Bile churned in Callie’s stomach. The urge to heave at the horror was there, but important questions had to be asked. “His kids?”

“They’re okay. The train was parked. Jerry, though, is in a medically induced coma, and if we don’t get that soul out of him he’s not going to have a chance at recovery. That borrowed soul wants to die.”

Callie hadn’t considered the possibility the soul she’d rent wouldn’t want to be a part of her. Did unattached souls have wants and needs? “Is the Charmer keeping people’s souls from moving on to an afterlife?”

“Above my pay grade, doll. I’ve got no clue if there is a heaven or a hell. What I do know is the Charmer never keeps a soul for rental for more than six months. He jokes and calls it freshness purgatory. Take it however you want.”

She’d prefer not to take it at all. Celestial progression had never been a top priority for Callie, but if her rented soul wanted to move on, she sure hoped it could hold out until after it was free of her body. “Any promises this won’t happen to me?”

“You’re not going for bottom of the barrel goods, doll. The Charmer will make it a good match for you. I promise.”

Could Derek even promise that? She didn’t know, but it eased her fear regardless. Callie performed her first soul extraction on an unconscious man. The magic was there, the extra soul ready to move, but the act twinged her muddied morals anyway.

They didn’t speak again until they were outside the hospital.

Callie and Derek sidled to his bike. “You mind taking the flask to the Charmer?” She held it toward him, careful to keep her fingers on the silver parts.

He laughed, but it was paired with a grimace. “No can do.”

The less time she spent with the Soul Charmer, the better. He didn’t only climb under her skin like the unknown—though that was a huge factor—it was as though he tried to take up residence in her body. He’d already coerced her into collecting souls on his behalf (which she had to admit gave her a heady rush) and infused her fingers with magic. Every time she encountered the man, he changed her. She wasn’t ready for more.

“I don’t know if I can,” she said as though she had conflicting plans in her datebook, and not a bone-deep fear.

Derek accepted the flask from her, and she sagged with relief. The feeling was temporary. He stepped close enough for the energy between them to percolate against her skin, and then he slipped the soul holding cell into her coat pocket. “I’d help you on this if I could, but you’ve become pretty key to this Tess business.”

The silver and stone didn’t tug on the wool fabric or cause it to sag on one side. It didn’t need to. The tremendous weight on her chest more than accomplished that. Derek climbed on to his bike. He sat there, leather clad, with the idling engine emitting enough of a rumble to tickle her sternum, and waited. Would the back tire bottom out when she climbed on? Those two souls, the enormity of what she’d been roped in to, and the mountain of teeming fear settled inside her core had to be more than mere steel and rubber could manage.

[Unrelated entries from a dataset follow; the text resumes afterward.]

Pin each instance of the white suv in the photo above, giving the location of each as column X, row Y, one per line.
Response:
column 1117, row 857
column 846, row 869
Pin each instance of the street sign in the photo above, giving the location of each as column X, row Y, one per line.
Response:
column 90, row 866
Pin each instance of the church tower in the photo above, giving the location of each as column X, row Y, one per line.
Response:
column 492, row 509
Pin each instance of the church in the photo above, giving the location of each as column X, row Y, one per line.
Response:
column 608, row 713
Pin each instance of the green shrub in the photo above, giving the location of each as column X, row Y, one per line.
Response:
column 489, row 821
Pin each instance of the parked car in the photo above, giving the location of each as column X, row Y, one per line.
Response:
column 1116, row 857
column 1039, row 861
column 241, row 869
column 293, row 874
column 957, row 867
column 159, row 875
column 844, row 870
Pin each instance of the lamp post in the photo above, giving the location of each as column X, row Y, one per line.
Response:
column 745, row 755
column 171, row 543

She was bigger than her fear, though. Or at least she pretended to be. What was she going to do? Walk home? It was fifteen miles and she was wearing a ratty pair of Chucks.

Not fucking likely.





—— CHAPTER TWELVE ——

The Soul Charmer’s storefront would forever be creepy. Not that Callie had visited all that often. Derek led them through the front door this time, and the familiar stale scent of long-burning incense lodged itself in her sinuses immediately. She’d been waking in the middle of the night lately, smelling the cheap hippie shit and having to remind herself she was in her apartment and not rooted in the squishy carpet at the soul rental den.

She and Derek squelched their way across the room. What lay beneath that threadbare flooring? Rotting corpses was the best guess, if only because it’d explain the dank tinge underlying the incense.

As they bypassed the counter, the door to the building swung open behind them. The woman who bustled in rushed right to the counter in front of them. “I need a soul for tonight,” she blurted. It wasn’t clear if the proclamation was directed at Callie or Derek. Dark circles underscored her eyes. Perhaps several days without sleep had made it hard for the woman to differentiate between people. Callie wouldn’t know. As long as she got four hours, her body didn’t bitch.